Welcome to Poseidon¶
Poseidon is an easy-to-use and efficient system architecture for large-scale deep learning.
This distribution of Poseidon uses the Tensorflow 0.10 client API.
Introduction¶
Poseidon allows deep learning applications written in popular languages and tested on single GPU nodes to easily scale onto a cluster environment with high performance, correctness, and low resource usage. This release runs the TensorFlow 0.10 api on distributed GPU clusters - greatly improving convenience, efficiency and scalability over the standard opensource TensorFlow software.
Contents¶
Installation Instructions¶
Supported Operating Systems¶
- AWS Ubuntu Server 14.04
- AWS Ubuntu Server 16.04
- AWS CentOS 7.x
Pre-Install steps¶
Poseidon runs on GPU clusters. The following steps outline the installation of GPU libraries CUDA and cuDNN:
CUDA Installation¶
TensorFlow uses the Nvidia library CUDA and the machine learning patch cuDNN to run certain computation-heavy operations on GPUs. Thus, in order to launch a Poseidon job you must first install CUDA and cuDNN.
CUDA¶
Refer to this link to download and install the CUDA toolkit. Download the version 8.0 deb/rpm local package and then follow the installation instructions listed underneath the download link. The default installation will place the toolkit into /usr/local/cuda-8.0
and will create a symbolic folder at /usr/local/cuda
.
cuDNN¶
Download cuDNN v5.1 from here. Choose the appropriate library download for your operating system. The following bash instructions will uncompress and copy the cuDNN files into the toolkit directory. Assuming the toolkit is installed in /usr/local/cuda
, run the following commands (edited to reflect the cuDNN version you downloaded):
tar -xvf cudnn-8.0-linux-x64-v5.1-ga.tgz
sudo cp -P cuda/include/cudnn.h /usr/local/cuda/include
sudo cp -P cuda/lib64/libcudnn* /usr/local/cuda/lib64
sudo chmod a+r /usr/local/cuda/include/cudnn.h /usr/local/cuda/lib64/libcudnn*
Finally, run the following command to refresh the shared object cache:
sudo ldconfig
Check NVIDIA Drivers¶
Sometimes GPU device drivers are incorrectly configured. To make sure your GPU drivers are installed properly, run nvidia-smi
on the terminal. A box should show up with the installed GPUs and some stats such as temperature, etc. If this fails, you will need to update to the latest drivers.

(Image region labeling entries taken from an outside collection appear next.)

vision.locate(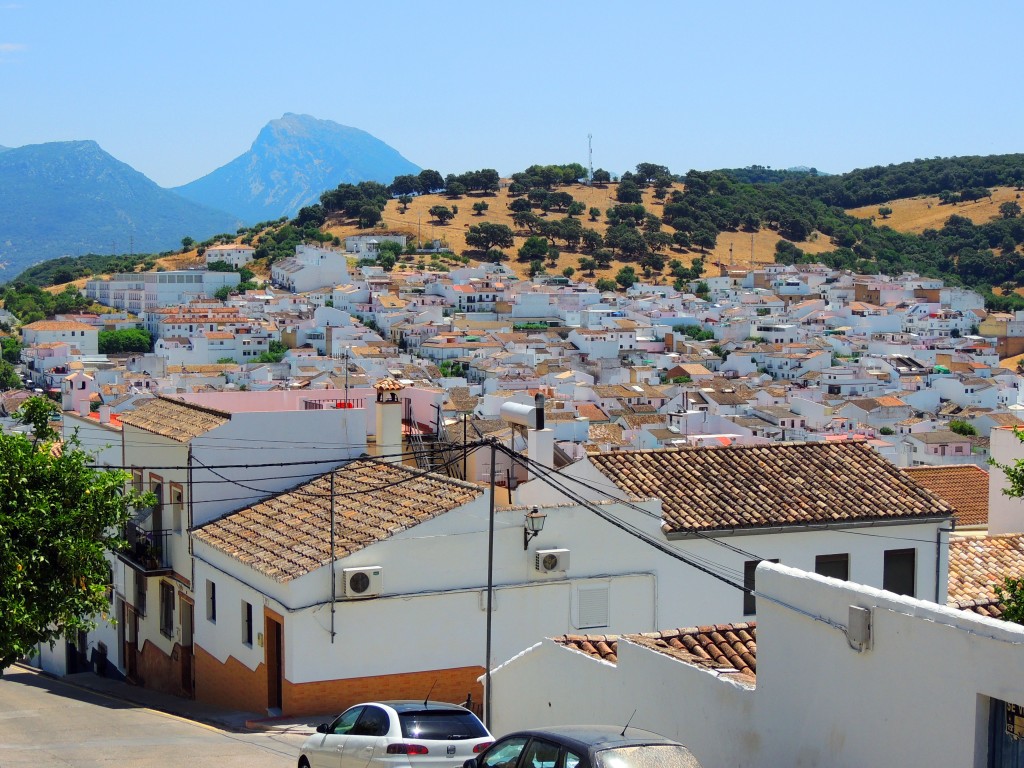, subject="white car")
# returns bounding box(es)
[299,701,495,768]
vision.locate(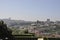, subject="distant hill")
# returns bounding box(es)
[0,19,32,26]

If your operating system is CentOS 7.2, you can refer to the Troubleshooting section of the tutorial for advice.
Installation Options¶
Poseidon currently supports two ways of installing:
- Debian packaging system (
apt_get
) for clean Ubuntu systems that will not have conflicting dependencies. - Pip installation: install directly into an existing python2.7 using pip
The debian packaging system is an easier process, and is preferred when installing many machines in a cluster environment. However, if you have a CentOS machine or a customized python setup (such as virtualenv
) it would be advisable to use the pip installation method instead.
Ubuntu/Debian Installation¶
Don’t forget to install CUDA and cuDNN. Once this is complete, follow these steps.
Install¶
Currently quick installation is only possible with Ubuntu through the debian packaging system.
This creates an apt-get
repository on your system with a few dependencies in it as local deb
files. The final step is to install the core Poseidon project, and it will automatically install all the dependencies.
wget -O poseidon-repo-ubuntu1404_0.10_amd64.deb https://github.com/petuum-inc/storage/blob/master/poseidon/deb/ubuntu/poseidon-repo-ubuntu1404_0.10_amd64.deb?raw=true
sudo dpkg -i poseidon-repo-ubuntu1404_0.10_amd64.deb
sudo apt-get update
sudo apt-get install poseidon
Uninstall¶
Uninstalling with the debian packaging manager simply means removing the core package, called poseidon
:
sudo apt-get remove poseidon
# Note you can also remove the debian install repository:
sudo apt-get purge poseidon-repo
Pip Installation¶
Don’t forget to install CUDA and cuDNN. Once this is complete, follow these steps.
Setup¶
Installation using pip will work on many Unix machines. We support Ubuntu and CentOS (7.x).
First, install pip
as well as some OS specific core dependencies:
# Redhat/CentOS 7.x 64-bit
sudo yum install wget
sudo wget https://dl.fedoraproject.org/pub/epel/epel-release-latest-7.noarch.rpm
sudo rpm -ivh epel-release-latest-7.noarch.rpm
sudo yum makecache
sudo yum install python-pip libffi-devel python-devel openssl-devel
# Ubuntu 14.04 and 16.04 64-bit
sudo apt-get update
sudo apt-get install python-pip libssl-dev python-dev libffi-dev
Virtualenv (Optional)¶
Use virtualenv if you wish to install poseidon and tensorflow to a clean python environment.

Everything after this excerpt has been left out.